REVIEW: Sound Mind by Tricia Sullivan

Sound Mind – Tricia Sullivan
Hachette Livre Orbit, 2007
357 pages
RRP: AU$22.95
ISBN: 978-1-84149-405-0

Reviewed by Jacinta Rosielle

As a reader with an adoration of stories which make me question what is real, and as a musician with a hankering for experimentation, this book had swallowed me whole within the first twenty pages. I hadn’t read any books by Tricia Sullivan before and on the few occasions that I’d closed the book I was having to wipe a few spots of drool off the back cover as I eyed the thumbnails of two of her other novels, making plans to order these sometime soon.

The protagonist, Cassidy, is studying music at Bard College. She hears an overwhelmingly loud, strange noise while hanging out in her boyfriend’s dorm one day, and they both escape the college grounds but lose each other on the way out. At a nearby petrol station to which others have flocked in a rush to escape the unknown force, she sees a news broadcast which informs them that the area in which they live has been cut off from the rest of the state. No answers are yet forthcoming as to the cause of the separation.

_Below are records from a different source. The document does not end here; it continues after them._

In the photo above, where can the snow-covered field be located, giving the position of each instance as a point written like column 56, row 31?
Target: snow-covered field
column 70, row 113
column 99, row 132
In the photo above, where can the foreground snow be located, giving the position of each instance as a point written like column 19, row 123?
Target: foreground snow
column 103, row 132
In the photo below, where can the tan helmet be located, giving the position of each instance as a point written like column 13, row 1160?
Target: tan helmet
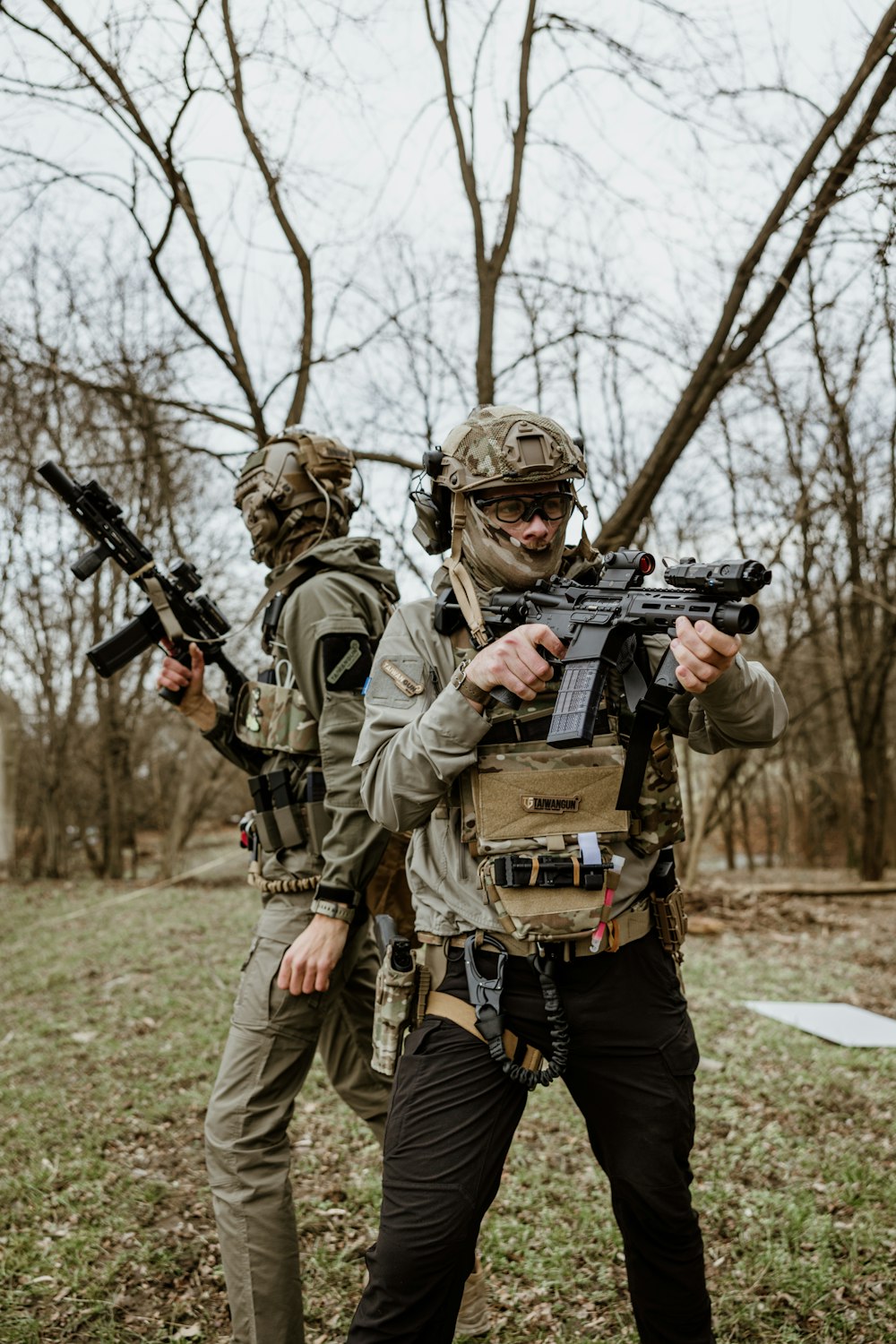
column 503, row 444
column 292, row 494
column 495, row 445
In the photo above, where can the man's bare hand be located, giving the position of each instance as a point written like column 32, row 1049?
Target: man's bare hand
column 702, row 653
column 175, row 676
column 309, row 962
column 514, row 661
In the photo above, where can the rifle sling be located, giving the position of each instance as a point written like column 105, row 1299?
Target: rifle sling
column 648, row 718
column 156, row 594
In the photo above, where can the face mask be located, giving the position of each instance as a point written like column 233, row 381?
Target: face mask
column 495, row 559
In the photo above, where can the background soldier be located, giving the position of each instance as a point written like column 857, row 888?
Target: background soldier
column 435, row 761
column 309, row 976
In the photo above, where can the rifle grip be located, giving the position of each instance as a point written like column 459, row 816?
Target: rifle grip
column 182, row 652
column 504, row 696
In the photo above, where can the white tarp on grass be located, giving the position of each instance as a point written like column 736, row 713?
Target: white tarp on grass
column 841, row 1023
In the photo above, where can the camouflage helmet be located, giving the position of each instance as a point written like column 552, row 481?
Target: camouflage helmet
column 493, row 446
column 292, row 492
column 503, row 444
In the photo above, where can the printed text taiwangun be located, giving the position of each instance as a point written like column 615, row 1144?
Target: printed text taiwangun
column 177, row 610
column 598, row 623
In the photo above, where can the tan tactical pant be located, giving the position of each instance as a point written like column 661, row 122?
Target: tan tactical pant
column 266, row 1059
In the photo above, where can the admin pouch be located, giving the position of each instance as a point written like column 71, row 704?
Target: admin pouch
column 274, row 718
column 540, row 822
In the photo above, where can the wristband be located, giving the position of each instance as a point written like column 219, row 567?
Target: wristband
column 468, row 688
column 333, row 910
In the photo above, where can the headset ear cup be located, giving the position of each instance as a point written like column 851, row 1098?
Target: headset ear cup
column 433, row 527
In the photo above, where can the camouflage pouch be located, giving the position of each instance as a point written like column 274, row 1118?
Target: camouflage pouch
column 549, row 914
column 394, row 1003
column 522, row 790
column 670, row 919
column 274, row 718
column 659, row 820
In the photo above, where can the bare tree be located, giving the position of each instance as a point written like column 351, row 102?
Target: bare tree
column 739, row 333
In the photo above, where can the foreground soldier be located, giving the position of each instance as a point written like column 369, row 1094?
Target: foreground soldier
column 600, row 994
column 308, row 981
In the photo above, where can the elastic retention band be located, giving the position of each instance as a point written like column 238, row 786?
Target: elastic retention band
column 532, row 1078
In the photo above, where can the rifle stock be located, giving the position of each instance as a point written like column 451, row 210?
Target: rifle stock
column 602, row 624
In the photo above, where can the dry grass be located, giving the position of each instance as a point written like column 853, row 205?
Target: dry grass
column 116, row 1012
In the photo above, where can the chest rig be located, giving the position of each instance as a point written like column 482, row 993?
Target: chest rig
column 271, row 715
column 541, row 822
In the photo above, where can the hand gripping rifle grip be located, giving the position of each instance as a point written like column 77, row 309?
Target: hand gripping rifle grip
column 180, row 652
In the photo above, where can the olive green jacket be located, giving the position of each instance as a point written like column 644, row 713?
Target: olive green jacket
column 414, row 746
column 346, row 594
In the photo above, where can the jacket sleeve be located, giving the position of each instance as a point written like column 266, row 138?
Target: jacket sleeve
column 324, row 621
column 743, row 709
column 414, row 744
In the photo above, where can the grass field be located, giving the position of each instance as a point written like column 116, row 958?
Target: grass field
column 115, row 1012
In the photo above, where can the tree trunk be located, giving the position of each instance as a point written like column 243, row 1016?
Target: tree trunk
column 872, row 769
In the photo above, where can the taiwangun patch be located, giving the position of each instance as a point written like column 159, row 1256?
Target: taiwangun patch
column 538, row 803
column 347, row 661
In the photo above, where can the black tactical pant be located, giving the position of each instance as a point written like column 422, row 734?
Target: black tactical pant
column 452, row 1116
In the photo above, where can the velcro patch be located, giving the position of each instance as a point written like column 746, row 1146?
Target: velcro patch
column 347, row 661
column 538, row 803
column 402, row 680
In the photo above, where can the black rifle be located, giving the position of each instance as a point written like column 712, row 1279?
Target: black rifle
column 598, row 621
column 177, row 610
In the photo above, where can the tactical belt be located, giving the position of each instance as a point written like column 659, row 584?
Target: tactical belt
column 626, row 927
column 463, row 1015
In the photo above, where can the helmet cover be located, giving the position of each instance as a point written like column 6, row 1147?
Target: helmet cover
column 292, row 494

As Cassidy learns to find food and barter within a society that is quickly coming apart at the seams, she begins to believe it (the ongoing noise and dividing force) has something to do with her. She continues to hear the strange noise at varying volumes, although others don’t always hear it. She learns not to speak of certain people, places and events that no-one else remembers, unless she wants to endure yet another quizzical glance between people she would otherwise call her friends. She learns that she can traverse into the areas that have been cut off to everyone else. And, perhaps the most mystifying, she remembers strange things appearing in a forest in which she’d been experimenting with a sound for an upcoming assignment, a sound with which she wanted to represent a kind of apocalypse.

After we learn that Cassidy has suffered a spontaneous, complete memory loss when she was younger, a memory she had to rebuild rather than fill in empty spaces, the reader begins to question her reliability as a narrator. Can we trust what she perceives with her senses? But I began questioning my own ability as a reader, as the story reached towards its climax, which was a ripe moment as ever for the ol’ “What the?!”

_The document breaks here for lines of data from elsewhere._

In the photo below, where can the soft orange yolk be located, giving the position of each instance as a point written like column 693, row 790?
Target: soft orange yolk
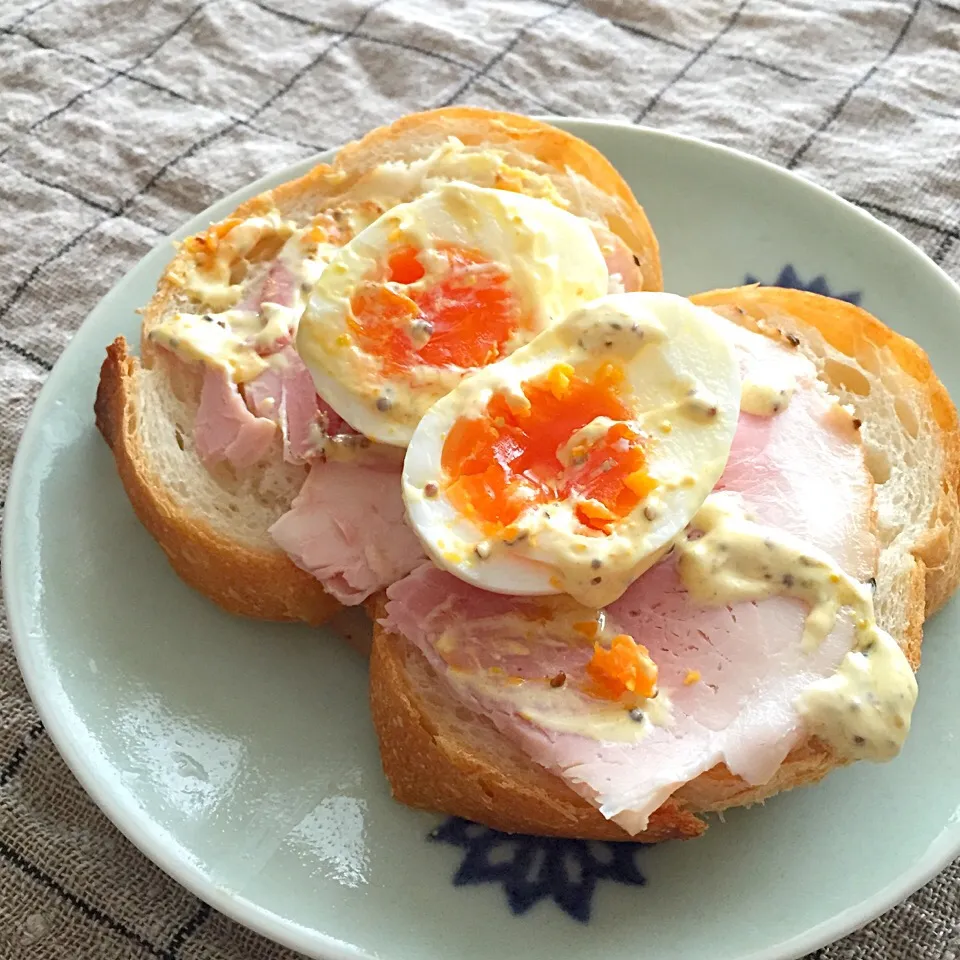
column 498, row 466
column 626, row 668
column 464, row 319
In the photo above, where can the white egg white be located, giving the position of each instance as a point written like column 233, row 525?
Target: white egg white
column 551, row 257
column 682, row 386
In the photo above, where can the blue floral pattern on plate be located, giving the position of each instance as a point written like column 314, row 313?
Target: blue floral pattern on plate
column 788, row 277
column 531, row 869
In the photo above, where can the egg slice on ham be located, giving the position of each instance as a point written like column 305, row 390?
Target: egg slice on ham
column 572, row 465
column 435, row 289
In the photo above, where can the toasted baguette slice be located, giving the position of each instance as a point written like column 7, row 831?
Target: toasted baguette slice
column 439, row 755
column 213, row 524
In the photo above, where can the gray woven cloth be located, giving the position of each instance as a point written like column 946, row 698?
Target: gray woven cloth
column 121, row 118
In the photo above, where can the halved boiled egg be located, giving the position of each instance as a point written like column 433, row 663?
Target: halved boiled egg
column 434, row 289
column 572, row 465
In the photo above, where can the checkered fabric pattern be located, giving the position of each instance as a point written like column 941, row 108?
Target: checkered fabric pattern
column 121, row 118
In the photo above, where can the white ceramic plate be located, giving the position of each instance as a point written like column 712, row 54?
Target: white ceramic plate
column 240, row 756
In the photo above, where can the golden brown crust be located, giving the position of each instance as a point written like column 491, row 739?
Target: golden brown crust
column 848, row 328
column 260, row 584
column 300, row 596
column 430, row 768
column 550, row 145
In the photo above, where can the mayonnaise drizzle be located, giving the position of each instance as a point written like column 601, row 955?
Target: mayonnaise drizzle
column 863, row 710
column 765, row 396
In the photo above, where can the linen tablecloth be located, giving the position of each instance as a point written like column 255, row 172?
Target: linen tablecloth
column 121, row 118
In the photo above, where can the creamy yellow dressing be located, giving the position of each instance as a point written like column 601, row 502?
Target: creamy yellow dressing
column 551, row 259
column 219, row 340
column 863, row 710
column 546, row 701
column 766, row 395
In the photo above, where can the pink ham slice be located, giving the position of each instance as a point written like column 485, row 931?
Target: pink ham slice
column 285, row 393
column 347, row 528
column 619, row 259
column 225, row 429
column 801, row 470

What begins as a survival/mystery story in a little town, becomes a psychological novel, and then wanders into territory of which the surrealists would be proud, while delivering a rather unique perspective on music. And although there’s so much I’d like to tell anyone who’ll listen about the latter half of this book, that would spoil some fine, fine scenes. If you’ve ever thought art was a powerful thing, read Sound Mind.